Key Highlights
- Bangladesh processes only a small share of its potato crop
- Most potatoes grown are not fit for factory use
- Weak planning leads to oversupply and price falls
- Farmers bear losses while surplus goes to waste
Bangladesh produces a huge amount of potatoes each year, ranking among the top producers in the world. Yet farmers often suffer when prices drop sharply. Experts say this is not a farming failure. It is a planning and policy issue that keeps potatoes stuck as a side dish instead of a factory input.
Potatoes Seen Only as Food
In Bangladesh, potatoes are mostly treated as a vegetable eaten with rice. This limits how the crop is used. When harvests exceed local demand, prices fall fast. Farmers lose money and surplus crops go unused.
Other countries take a different path. A large share of their potatoes goes into factories making fries, chips, flakes and starch. This helps manage surplus and keeps prices more stable. Bangladesh processes only about 3 to 4 percent of its output, far below global levels.
Potatoes are the second most produced crop in the country after rice. Still, more than one-fourth of the harvest is lost after picking due to weak storage and handling systems.
Wrong Crops and Weak Planning
Industry leaders say most potatoes grown locally are table types, not suitable for factory use. These varieties contain too much moisture and sugar. As a result, they do not perform well when fried or processed.

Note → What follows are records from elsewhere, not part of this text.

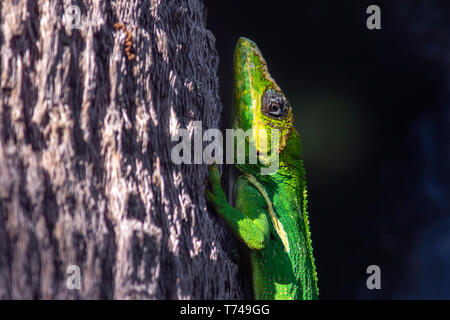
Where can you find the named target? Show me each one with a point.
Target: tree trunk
(86, 177)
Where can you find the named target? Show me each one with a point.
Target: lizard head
(259, 106)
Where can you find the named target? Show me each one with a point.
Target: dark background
(372, 107)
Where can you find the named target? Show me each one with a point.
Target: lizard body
(270, 213)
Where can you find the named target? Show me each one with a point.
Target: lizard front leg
(249, 223)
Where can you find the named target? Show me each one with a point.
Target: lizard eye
(273, 104)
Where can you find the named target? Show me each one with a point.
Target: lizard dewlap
(270, 213)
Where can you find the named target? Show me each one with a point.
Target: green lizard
(270, 214)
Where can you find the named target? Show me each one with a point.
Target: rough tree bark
(86, 177)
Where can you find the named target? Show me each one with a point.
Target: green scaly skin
(270, 214)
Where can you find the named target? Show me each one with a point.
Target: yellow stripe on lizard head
(255, 93)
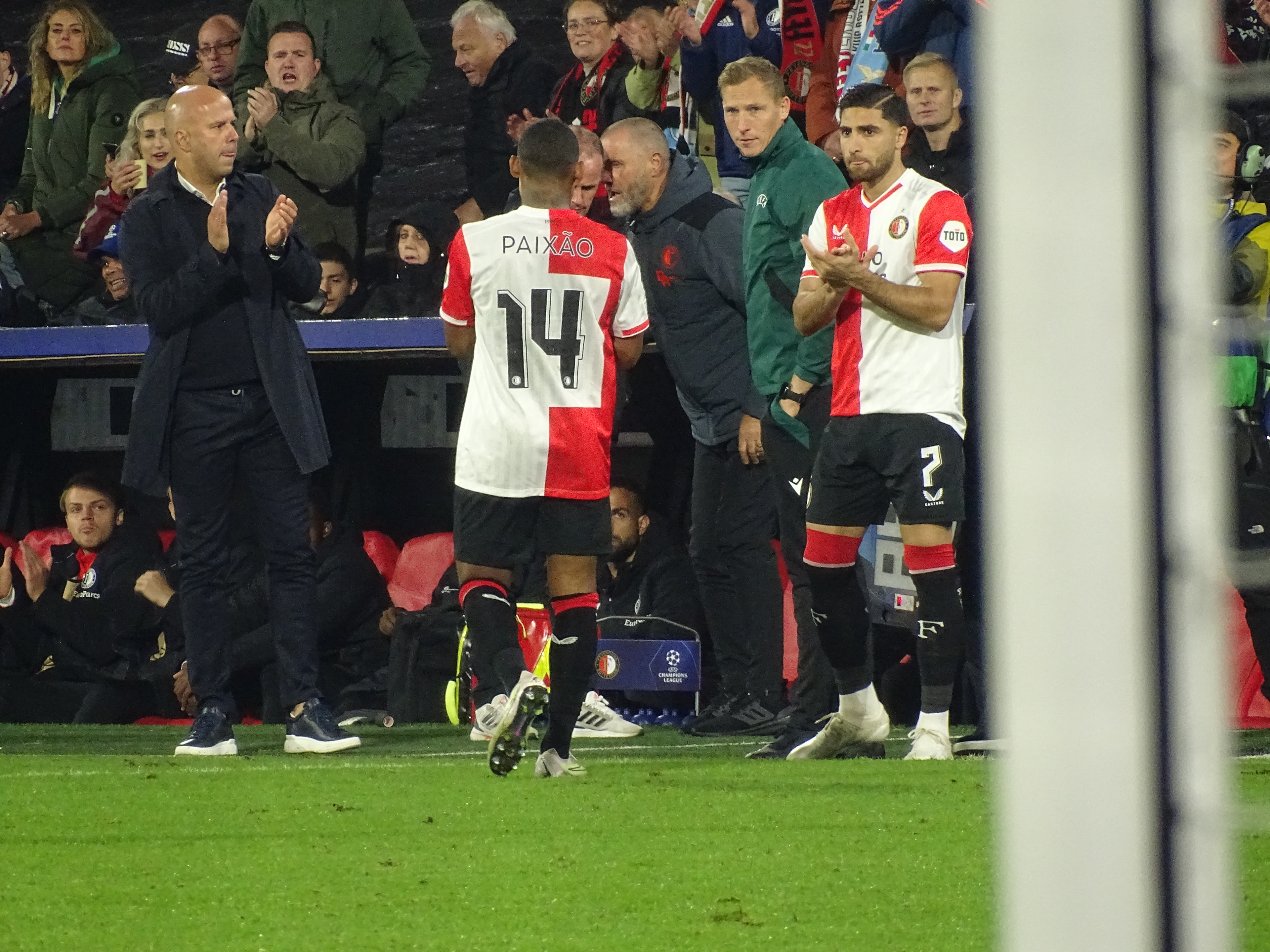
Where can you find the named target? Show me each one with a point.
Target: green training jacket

Factories need potatoes of a certain size and quality, grown in planned volumes. That does not happen often in Bangladesh. Farmers choose crops on their own, without guidance or long-term demand signals.
Storage problems add to the trouble. There is little grading at farm level, limited cold-chain support for factory-grade crops and not enough modern warehouses. All this blocks both processing and exports.
Also read: Top 10 Potato Producing Countries in the World
Too Much Supply, Too Little Use
High prices in the previous season pushed farmers to plant more potatoes. Output then rose well beyond demand. Field prices dropped to Tk 9–11 per kg, while costs stayed much higher. Many farmers ended up in debt.
Cold storage space has grown, but factory capacity remains tiny. Experts say storage alone only delays losses. Without factories to absorb extra supply, prices will keep falling during big harvests.
What Needs to Change
Economists and scientists agree that potatoes must be viewed beyond the kitchen. Better crop planning, contract farming and region-based production can help. New high dry-matter varieties are also needed, along with stronger links between farmers and processors.
Until these gaps are fixed, Bangladesh’s potato surplus will continue to hurt farmers instead of helping the economy.
Bangladesh does not lack potatoes. It lacks planning, processing and clear direction. Without change, farmers will keep paying the price for surplus crops.